ON WEDNESDAY, a singing competition gets under way on Fox that boasts a $5 million prize and a brusque Brit named Simon Cowell - maybe you've heard of him? - who wants to make sure the winner truly stands out from the crowd.

"The Sing-Off" is not that competition.

Returning to NBC tonight after winter-holiday runs over the past two seasons, "The Sing-Off" offers a $200,000 prize for a group that can stand out only by blending in.

Because in a capella, it's about the harmony more than it is the money.

"When you hear voices combine in harmony, and it sounds good, I don't care who you are, the only way you can't react is if you're dead."

So says Shawn Stockman, of Philly's Boyz II Men, who's returning as a "Sing-Off" judge.

Reminiscing in Beverly Hills, Calif., last month about the days when the group performed on the Broad Street Line ("the acoustics were incredible . . . and the harmonies would go for miles"), Stockman insisted money hasn't changed the way he felt then.

"Our intention behind doing the music was always the right intentions. It didn't have anything to do with having a lawyer or an agent or a manager or trying to be on television or anything like that. We were just four guys, just like our first single says, who wanted to sing," he said.

"That purity still translates with people. . . . It's no real monetary reward, some huge one, that these kids have to go for. They're just doing it for the opportunity and the chance to be heard and to be seen," Stockman said.

"This was something that I could totally relate to. Because I was there. You know, we were those guys that just wanted people to hear us. And we got fulfillment out of just the reaction of people saying, 'Oh my God, that was sick!' You know what I mean? That was what it was about with us, and you see that with each and every one of these contestants."

Harmony, it seems, begets harmony.

"You can't be in an a cappella group and not have the right intention of singing with it because . . . a capella groups [have] a need of the group's actually getting along, and actually needing each other to sound good," he said. "You can't throw a tantrum, or throw your guitar onstage, because there isn't" a guitar to throw.

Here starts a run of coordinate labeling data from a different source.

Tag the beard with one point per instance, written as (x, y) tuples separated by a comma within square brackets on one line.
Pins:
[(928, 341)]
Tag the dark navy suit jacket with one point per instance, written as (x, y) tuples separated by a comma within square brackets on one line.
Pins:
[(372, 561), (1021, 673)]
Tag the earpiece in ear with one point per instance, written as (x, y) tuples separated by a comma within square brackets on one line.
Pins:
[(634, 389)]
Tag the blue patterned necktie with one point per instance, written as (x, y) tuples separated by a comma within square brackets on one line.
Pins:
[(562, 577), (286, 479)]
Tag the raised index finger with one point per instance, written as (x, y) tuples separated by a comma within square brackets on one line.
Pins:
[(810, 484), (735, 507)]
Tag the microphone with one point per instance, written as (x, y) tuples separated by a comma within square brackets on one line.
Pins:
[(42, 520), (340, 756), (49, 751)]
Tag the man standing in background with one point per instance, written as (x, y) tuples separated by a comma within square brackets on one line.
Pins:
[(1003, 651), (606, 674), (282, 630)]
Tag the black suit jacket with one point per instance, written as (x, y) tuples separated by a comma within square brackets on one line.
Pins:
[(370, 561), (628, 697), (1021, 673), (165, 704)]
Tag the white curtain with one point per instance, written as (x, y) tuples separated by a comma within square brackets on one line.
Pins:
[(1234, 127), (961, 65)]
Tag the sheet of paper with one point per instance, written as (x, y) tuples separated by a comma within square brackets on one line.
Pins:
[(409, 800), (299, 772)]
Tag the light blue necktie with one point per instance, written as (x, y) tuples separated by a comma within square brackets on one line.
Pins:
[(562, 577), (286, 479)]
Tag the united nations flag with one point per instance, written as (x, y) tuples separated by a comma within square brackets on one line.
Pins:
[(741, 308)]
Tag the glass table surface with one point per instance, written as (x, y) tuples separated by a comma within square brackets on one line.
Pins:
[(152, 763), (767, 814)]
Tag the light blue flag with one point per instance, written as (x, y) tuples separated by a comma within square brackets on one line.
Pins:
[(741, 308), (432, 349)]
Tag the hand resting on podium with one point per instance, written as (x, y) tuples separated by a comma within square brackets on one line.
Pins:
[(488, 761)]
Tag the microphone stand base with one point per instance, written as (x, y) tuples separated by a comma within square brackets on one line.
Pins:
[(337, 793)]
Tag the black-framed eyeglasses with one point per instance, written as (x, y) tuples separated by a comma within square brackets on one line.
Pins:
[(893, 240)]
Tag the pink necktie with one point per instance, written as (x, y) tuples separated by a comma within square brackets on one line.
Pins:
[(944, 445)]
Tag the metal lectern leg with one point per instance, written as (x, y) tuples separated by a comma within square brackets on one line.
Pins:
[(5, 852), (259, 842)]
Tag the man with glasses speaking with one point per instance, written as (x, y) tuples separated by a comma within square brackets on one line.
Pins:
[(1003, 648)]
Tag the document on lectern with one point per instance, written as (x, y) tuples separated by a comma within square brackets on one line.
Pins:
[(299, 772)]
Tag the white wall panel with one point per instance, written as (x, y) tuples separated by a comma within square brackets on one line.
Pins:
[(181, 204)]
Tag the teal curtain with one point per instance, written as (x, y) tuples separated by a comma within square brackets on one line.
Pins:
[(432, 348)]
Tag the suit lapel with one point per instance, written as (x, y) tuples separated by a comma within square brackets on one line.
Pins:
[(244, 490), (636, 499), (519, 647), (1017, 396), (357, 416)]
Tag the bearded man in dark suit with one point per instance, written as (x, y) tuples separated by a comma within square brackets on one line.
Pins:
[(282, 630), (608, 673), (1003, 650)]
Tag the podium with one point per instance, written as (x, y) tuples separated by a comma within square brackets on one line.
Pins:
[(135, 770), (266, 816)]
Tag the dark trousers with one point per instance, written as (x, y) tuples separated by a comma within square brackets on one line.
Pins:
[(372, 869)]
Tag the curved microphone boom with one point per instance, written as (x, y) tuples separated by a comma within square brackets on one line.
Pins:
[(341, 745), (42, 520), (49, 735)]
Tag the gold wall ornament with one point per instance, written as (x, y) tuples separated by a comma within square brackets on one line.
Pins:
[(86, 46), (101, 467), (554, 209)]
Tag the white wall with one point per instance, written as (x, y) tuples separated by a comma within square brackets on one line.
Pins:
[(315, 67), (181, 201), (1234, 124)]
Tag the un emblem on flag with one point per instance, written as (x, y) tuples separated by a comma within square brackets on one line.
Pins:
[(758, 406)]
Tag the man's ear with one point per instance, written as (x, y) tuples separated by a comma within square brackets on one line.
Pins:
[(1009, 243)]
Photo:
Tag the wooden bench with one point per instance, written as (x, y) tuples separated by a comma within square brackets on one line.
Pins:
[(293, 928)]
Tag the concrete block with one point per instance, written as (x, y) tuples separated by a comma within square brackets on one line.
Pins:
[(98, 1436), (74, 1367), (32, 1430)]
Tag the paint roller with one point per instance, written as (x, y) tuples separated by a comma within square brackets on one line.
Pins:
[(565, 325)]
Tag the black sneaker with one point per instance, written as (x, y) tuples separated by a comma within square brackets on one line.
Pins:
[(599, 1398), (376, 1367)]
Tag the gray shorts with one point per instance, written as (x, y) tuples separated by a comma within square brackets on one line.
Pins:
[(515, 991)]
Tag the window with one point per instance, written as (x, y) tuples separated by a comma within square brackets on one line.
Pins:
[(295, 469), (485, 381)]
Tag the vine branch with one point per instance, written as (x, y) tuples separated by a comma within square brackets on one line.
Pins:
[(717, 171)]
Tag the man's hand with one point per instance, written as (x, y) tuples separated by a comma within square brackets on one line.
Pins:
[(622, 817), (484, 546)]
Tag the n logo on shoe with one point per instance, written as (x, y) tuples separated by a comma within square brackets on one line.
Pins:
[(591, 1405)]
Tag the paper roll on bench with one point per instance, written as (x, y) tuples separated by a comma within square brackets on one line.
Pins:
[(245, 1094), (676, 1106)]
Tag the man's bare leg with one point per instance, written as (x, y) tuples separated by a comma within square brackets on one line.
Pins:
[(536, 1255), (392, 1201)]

But how do you keep things pure when you're part of what's been called the most successful R&B group of all time?

"Everybody has to eat, everybody has to have a car, everybody has to have a roof over their heads," said Stockman, who'll be 39 next week and has three children with his wife, Sharonda.

"If it was all about money and things of that nature, and the pursuit of it, [Boyz II Men] probably would have broken up a long time ago. And I think the reason why we stayed together was we knew we couldn't find this chemistry anywhere else. And it was about, you know . . . experiencing something that we haven't even experienced with our own wives, with our own children. It is a camaraderie that can never be broken. And that's what keeps us together, honestly."